Fury parvient toutefois à résister à toutes les attaques d’Hank. C’est très étrange, hein, et on comprend bien vite que ce n’est pas vraiment Fury qui se bat contre Hank. Cela dit, ça fonctionne merveilleusement bien comme scène d’action jusqu’à la révélation finale : Fury a fait équipe avec Loki, tout simplement.

Le dieu de la malice balance quelques illusions hyper efficaces sur notre méchant, rapidement mis KO. Par contre, tout ça donne à Loki l’idée d’une alliance avec la Terre. Par contre, ce qu’il appelle alliance, c’est évidemment une génialissime manière de conquérir notre monde en quelques instants. Il faut dire qu’il n’y a plus aucun Avenger pour arrêter la menace Loki.

Vendredi – Aucun Avenger ? Alors que Loki annonce au monde entier qu’il est désormais l’unique maître de la Terre, Fury rappelle une dernière fois à Coulson que les Avengers ne sont qu’un concept : ils représentent un espoir et tout est loin d’être terminé pour Fury. Certains sont morts, d’accord, mais il en reste d’autres pour incarner cet espoir et faire en sorte que l’humnité se relève. 

Fury retourne donc en Antarctique où se trouve Steve Rogers, mais il ne le fait pas seul : il a bel et bien appelé Captain Marvel, qui est là à son tour pour aider à sauver le monde. Quel plaisir cette fin qui relance l’espoir pour la survie de l’humanité face à l’invasion de Loki…

Cela fonctionnait merveilleusement bien, une fois de plus… Même si ça manquait de précision sur ce qui provoquait le Nexus event, cette déviation de la timeline sacrée ! Bref, sur le moment, l’épisode m’a vraiment hypé et j’étais à fond dedans. Avec un recul de cinq minutes, je cherche maintenant à comprendre où ça voulait aller avec cet épisode, ce que ça cherchait à démontrer exactement…

Le premier épisode était clair dans ses intentions – réécrire un film, plus de féminisme, un clin d’oeil sympa.
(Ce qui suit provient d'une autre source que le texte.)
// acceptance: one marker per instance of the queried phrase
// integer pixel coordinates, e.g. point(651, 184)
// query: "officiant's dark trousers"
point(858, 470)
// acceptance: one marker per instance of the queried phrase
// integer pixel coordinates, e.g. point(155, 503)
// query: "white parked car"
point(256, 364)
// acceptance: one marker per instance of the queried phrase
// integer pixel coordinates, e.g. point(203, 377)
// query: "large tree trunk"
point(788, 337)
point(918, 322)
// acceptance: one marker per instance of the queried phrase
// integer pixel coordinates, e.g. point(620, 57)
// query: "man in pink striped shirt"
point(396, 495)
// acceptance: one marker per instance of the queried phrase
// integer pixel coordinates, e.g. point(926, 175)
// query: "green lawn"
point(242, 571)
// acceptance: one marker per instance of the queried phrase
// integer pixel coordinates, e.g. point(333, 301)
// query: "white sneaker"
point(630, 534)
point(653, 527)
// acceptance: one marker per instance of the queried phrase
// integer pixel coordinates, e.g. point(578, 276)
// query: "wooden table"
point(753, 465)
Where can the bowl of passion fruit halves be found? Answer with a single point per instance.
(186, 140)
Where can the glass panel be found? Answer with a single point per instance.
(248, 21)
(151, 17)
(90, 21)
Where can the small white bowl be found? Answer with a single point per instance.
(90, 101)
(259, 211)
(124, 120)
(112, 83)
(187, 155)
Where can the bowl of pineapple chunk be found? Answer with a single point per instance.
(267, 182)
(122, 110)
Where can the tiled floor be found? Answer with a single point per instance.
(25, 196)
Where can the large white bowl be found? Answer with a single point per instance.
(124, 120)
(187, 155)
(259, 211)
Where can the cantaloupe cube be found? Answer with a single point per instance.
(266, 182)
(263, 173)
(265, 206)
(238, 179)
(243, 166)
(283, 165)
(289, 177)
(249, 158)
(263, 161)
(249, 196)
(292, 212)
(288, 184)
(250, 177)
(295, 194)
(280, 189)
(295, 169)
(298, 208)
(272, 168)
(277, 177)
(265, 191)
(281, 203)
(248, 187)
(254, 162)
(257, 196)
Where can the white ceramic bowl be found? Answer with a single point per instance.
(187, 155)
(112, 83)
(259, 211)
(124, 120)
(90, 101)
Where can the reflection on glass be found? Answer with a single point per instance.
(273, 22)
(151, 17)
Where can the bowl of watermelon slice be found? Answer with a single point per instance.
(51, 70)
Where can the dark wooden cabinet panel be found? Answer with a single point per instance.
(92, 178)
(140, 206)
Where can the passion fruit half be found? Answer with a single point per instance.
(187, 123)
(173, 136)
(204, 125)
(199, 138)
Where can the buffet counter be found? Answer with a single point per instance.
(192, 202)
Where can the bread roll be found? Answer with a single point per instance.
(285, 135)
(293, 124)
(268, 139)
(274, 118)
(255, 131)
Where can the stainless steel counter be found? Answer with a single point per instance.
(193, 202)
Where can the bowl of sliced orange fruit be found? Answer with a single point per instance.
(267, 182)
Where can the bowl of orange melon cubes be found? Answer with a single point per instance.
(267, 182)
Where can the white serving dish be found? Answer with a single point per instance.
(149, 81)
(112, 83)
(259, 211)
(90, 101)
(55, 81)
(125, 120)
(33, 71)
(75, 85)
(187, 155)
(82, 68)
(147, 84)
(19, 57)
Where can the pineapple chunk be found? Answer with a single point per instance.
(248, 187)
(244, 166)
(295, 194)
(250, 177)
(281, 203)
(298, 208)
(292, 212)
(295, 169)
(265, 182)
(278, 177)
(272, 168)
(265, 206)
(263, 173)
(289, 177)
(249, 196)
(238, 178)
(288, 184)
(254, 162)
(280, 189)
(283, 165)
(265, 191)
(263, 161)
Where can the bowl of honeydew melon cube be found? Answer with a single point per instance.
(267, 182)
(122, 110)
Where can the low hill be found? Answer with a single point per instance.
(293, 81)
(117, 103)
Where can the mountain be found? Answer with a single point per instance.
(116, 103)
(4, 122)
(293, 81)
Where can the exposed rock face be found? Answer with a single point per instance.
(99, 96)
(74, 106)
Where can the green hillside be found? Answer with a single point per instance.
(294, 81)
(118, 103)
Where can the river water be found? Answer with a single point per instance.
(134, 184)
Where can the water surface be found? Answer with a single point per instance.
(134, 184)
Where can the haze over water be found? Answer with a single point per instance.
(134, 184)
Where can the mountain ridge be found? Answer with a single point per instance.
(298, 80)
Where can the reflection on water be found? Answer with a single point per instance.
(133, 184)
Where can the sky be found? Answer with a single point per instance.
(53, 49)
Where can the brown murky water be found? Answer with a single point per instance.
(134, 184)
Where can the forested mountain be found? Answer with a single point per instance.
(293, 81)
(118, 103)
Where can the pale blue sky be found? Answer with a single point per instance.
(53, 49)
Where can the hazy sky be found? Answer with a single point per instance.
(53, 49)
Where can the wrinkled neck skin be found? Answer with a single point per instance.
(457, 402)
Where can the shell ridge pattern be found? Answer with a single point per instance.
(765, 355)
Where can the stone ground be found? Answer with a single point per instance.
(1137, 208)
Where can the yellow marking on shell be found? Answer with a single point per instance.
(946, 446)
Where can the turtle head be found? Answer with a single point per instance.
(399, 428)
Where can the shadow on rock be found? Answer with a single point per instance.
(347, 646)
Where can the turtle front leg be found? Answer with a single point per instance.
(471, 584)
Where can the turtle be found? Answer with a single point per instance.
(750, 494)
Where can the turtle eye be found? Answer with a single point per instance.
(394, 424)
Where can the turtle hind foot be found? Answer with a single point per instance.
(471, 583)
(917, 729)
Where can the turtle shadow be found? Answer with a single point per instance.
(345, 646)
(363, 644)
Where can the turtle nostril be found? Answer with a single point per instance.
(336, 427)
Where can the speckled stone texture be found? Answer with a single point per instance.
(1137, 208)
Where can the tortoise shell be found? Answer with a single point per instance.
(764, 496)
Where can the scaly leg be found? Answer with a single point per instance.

Le deuxième nous montrait jusqu’où la série pouvait aller et ce qu’un petit changement pouvait provoquer à l’échelle de l’univers – démontrant l’effet papillon. Là, cet épisode s’amuse à réinventer tout le passage à la phase 2 en nous montrant une histoire bien plus dramatique… mais sans préciser le changement d’origine, sans montrer vraiment ce que c’est censé représenter. Un peu dommage, je trouve, mais pas au point de bouder complètement le plaisir du visionnage.

Sur ce, j’ai une baignade à faire, bonnes vacances, hein.